Democracia e Socialismo
A questão da correlação entre a luta pela democracia e a luta pelo socialismo percorre toda a história do movimento operário e comunista internacional. Nos nossos dias adquiriu particular importância, tornou-se tema incontornável de debate entre forças de esquerda ou que de «esquerda» se reclamam, e mesmo motivo de sérias divergências no movimento comunista e revolucionário internacional.

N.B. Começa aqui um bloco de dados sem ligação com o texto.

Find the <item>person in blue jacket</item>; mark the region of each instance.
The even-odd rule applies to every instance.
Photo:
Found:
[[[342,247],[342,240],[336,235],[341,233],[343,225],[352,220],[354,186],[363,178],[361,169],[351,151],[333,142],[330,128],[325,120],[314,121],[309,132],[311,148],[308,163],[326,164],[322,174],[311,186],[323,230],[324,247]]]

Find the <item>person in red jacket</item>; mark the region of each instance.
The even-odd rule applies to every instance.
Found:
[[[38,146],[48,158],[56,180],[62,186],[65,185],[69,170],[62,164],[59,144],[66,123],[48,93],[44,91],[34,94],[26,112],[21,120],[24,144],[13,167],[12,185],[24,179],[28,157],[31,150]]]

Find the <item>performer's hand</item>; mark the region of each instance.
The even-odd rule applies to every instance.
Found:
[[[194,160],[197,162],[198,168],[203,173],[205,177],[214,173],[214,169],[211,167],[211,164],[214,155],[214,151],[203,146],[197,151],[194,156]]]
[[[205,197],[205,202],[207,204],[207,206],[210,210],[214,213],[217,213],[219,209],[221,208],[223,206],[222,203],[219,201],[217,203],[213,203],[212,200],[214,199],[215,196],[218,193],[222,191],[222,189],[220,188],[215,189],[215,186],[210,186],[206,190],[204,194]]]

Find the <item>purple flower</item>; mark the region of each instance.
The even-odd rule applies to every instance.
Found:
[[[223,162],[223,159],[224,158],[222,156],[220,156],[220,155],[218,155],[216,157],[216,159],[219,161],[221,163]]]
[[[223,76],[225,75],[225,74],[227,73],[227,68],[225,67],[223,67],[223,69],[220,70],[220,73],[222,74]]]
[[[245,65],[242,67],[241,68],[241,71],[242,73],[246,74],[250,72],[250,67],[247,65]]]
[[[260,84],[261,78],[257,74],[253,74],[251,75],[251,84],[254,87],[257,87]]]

O PCP, porque está seguro da sua independência de classe e confia nas massas, não receia convergências e acordos desde que, como no caso da posição conjunta com o PS, tal seja do interesse dos trabalhadores, do povo e do País
Entre as razões de fundo para que esta questão tenha adquirido renovada actualidade encontra-se a contradição entre, por um lado, o aprofundamento da crise estrutural do capitalismo e a exigência de profundas transformações revolucionárias orientadas para o socialismo, e, por outro lado, insuficiências ao nível das forças revolucionárias e atraso na organização e na consciência e disposição política das massas. Isto num quadro em que o capitalismo responde à crise do sistema com a intensificação da sua política de exploração, opressão e guerra e ameaça o mundo com uma catástrofe de incalculáveis proporções.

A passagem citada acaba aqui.